Kayla winced. “Oops.”
“Oops doesn’t cover it. I had a lecture on all the reasons I’m stupid to move in with Tyler. I’ve given my mother your phone number. From now on the two of you can talk about it together and cut out the middle man.” She picked up Kayla’s drink and knocked it back. “That’s me, by the way. I’m the middle man. I’m the person everyone ignores.”
“Merde, what have you done to her?” Élise leane
d across and peeled the glass away from Brenna’s fingers. “Enough, or you will fall on your face in the snow.”
“At least she only does that when she drinks. I do it sober.” Kayla gestured to Pete. “Can we have a couple of sodas?”
Brenna lifted her head. “I don’t want soda. I want tequila.”
Concerned, Pete handed her a soda. “Everything all right, Brenna?”
“No.” She slouched on the bar with her chin on her palm. “My life sucks.”
“That’s the tequila talking,” Kayla said hastily. “She drank it too fast. We’re fine here, Pete. You have a ton of people waiting for you down the other end of the bar. Don’t let us keep you.”
“I’ve known Brenna since she was a little girl. I’ve never seen her like this.”
“Everyone has known me since I was a little girl,” Brenna said gloomily. “Everyone has an opinion about how I should live my life, and everyone expresses it apart from me. Go right ahead, Pete. Tell me what I’m doing wrong. Then call my mother and commiserate. Or maybe call Ellen Kelly, and you can bypass the phone altogether. Beam it across the nation. Houston, Brenna has a problem.”
“I don’t think you’re doing anything wrong, Bren.” Looking nervous, he removed the bottle of tequila and took himself down to the far end of the bar.
Kayla grinned. “You scared him.”
“Good. Maybe it’s time to shake people up a bit. I’m sick of everyone thinking they know who I am and what I need.

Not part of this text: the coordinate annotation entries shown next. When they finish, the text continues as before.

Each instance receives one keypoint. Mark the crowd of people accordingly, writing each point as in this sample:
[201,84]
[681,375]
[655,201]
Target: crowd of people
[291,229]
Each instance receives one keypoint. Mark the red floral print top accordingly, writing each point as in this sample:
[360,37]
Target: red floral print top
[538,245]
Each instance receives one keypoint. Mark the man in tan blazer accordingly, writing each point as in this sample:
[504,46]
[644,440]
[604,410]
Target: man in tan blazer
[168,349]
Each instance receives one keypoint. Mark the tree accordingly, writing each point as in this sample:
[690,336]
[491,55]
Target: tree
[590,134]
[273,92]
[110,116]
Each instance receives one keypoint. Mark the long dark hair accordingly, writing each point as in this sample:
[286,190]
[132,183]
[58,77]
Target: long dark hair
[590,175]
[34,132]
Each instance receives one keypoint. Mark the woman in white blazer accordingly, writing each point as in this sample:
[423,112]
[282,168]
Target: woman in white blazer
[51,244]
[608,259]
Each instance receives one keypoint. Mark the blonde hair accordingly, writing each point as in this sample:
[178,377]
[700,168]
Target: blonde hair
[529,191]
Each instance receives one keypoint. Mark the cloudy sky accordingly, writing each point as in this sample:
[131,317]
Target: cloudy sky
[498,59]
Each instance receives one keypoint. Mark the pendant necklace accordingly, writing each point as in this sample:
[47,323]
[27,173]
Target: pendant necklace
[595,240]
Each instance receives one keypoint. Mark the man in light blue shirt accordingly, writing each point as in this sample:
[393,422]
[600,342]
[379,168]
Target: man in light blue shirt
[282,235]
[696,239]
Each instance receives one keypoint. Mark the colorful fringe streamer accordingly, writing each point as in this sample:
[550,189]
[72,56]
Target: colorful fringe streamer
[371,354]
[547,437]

I’m tired of being the girl next door.”
Élise ran her fingers down the stem of her glass. “In that case you could go home right now, walk into Tyler’s bedroom naked and help yourself to some of the between-the-sheets sort of fun.”
“I haven’t had anywhere near enough tequila for that, and anyway I’ve already embarrassed myself enough for one day.” Brenna sipped the soda and pulled a face. “This doesn’t make me feel better.”
“You’ll thank me tomorrow when you don’t feel as if your head is being crushed by Thor’s hammer.”
“I’m going home to have an early night. That way I won’t have to listen to the sounds of Tyler in the shower.” Brenna slid off the bar stool and swayed. “Maybe I should have stuck to beer.”